The two cardinal manifestations of LQTS are syncopal episodes, that may lead to cardiac arrest and sudden cardiac death, and electrocardiographic abnormalities, including prolongation of the QT interval and T wave abnormalities. The genetic basis of the disease was identified in the mid-nineties and all the LQTS genes identified so far encode cardiac ion channel subunits or proteins involved in modulating ionic currents. Mutations in these genes (KCNQ1, KCNH2, KCNE1, KCNE2, CACNA1c, CAV3, SCN5A, SCN4B) cause the disease by prolonging the duration of the action potential. The most prevalent LQTS variant (LQT1) is caused by mutations in the KCNQ1 gene, with approximately half of the genotyped patients carrying KCNQ1 mutations.

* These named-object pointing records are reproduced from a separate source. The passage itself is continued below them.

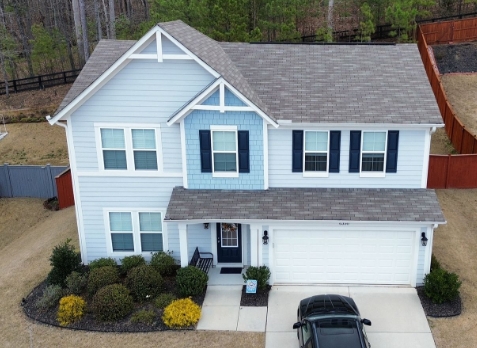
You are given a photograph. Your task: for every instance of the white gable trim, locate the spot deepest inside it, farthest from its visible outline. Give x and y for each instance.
(219, 85)
(123, 61)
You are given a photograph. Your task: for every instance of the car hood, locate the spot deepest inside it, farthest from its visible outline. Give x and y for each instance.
(326, 304)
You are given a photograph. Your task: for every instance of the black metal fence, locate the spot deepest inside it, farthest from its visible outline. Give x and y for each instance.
(39, 82)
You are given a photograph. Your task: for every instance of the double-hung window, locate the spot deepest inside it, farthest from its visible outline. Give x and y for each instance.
(129, 148)
(316, 152)
(134, 231)
(373, 152)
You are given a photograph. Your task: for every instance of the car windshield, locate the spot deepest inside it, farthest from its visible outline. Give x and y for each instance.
(337, 332)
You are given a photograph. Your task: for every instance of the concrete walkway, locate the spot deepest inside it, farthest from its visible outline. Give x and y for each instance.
(396, 313)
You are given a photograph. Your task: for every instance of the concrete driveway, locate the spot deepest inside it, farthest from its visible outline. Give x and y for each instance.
(396, 314)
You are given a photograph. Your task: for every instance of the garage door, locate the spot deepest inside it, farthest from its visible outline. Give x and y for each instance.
(364, 257)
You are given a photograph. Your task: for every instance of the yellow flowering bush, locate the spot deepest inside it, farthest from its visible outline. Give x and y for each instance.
(71, 309)
(181, 313)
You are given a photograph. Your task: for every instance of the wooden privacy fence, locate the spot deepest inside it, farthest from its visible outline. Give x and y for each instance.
(452, 171)
(445, 32)
(40, 82)
(29, 181)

Given the characteristic features of LQTS, the typical cases present no diagnostic difficulties for physicians aware of the disease. However, borderline cases are more complex and require the evaluation of various electrocardiographic, clinical, and familial findings, as proposed in specific diagnostic criteria. Additionally, molecular screening is now part of the diagnostic process.

Treatment should always begin with β-blockers, unless there are valid contraindications. If the patient has one more syncope despite a full dose β-blockade, left cardiac sympathetic denervation (LCSD) should be performed without hesitation and implantable cardioverter defibrillator (ICD) therapy should be considered with the final decision being based on the individual patient characteristics (age, sex, clinical history, genetic subgroup including mutation-specific features in some cases, presence of ECG signs – including 24-hour Holter recordings – indicating high electrical instability).

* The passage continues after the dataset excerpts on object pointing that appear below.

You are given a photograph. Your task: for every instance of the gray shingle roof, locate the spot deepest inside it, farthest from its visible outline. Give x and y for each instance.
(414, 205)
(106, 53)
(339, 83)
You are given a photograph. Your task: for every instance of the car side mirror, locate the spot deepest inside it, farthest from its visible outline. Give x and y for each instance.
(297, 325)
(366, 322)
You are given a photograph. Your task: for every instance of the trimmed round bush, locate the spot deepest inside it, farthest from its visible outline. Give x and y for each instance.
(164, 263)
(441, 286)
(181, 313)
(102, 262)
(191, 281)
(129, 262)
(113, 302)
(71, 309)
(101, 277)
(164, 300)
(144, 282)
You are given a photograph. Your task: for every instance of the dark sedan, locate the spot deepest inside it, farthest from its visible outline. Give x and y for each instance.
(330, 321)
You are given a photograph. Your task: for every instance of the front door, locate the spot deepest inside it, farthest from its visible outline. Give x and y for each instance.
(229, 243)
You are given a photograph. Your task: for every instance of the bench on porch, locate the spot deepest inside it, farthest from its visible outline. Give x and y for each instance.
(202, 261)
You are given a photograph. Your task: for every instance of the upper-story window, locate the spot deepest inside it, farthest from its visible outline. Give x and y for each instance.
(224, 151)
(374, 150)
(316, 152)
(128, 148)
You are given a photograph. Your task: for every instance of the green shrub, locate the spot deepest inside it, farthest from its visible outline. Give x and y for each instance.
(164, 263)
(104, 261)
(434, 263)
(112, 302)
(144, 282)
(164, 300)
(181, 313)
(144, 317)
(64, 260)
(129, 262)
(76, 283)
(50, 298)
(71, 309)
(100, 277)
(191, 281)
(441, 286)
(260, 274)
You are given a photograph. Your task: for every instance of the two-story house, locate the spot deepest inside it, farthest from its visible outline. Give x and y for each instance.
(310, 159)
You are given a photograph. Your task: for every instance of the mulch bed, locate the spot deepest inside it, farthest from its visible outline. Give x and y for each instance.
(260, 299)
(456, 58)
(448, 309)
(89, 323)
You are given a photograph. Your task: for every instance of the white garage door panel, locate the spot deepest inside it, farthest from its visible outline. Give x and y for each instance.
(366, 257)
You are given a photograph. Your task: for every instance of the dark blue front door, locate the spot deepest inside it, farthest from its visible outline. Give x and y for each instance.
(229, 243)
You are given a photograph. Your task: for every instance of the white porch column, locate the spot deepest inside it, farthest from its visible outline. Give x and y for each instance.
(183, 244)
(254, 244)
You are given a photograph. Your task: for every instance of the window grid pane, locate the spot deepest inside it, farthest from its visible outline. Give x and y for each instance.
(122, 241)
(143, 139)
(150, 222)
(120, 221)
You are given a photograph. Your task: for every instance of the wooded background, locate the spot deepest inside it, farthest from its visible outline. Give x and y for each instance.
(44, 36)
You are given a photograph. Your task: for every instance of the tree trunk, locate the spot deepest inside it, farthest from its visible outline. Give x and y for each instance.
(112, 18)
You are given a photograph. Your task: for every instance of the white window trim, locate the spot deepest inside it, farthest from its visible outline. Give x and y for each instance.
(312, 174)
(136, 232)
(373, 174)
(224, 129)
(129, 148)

The prognosis of the disease is usually good in patients that are correctly diagnosed and treated. However, there are a few exceptions: patients with Timothy syndrome, patients with Jervell Lange-Nielsen syndrome carrying KCNQ1 mutations and LQT3 patients with 2:1 atrio-ventricular block and very early occurrence of cardiac arrhythmias.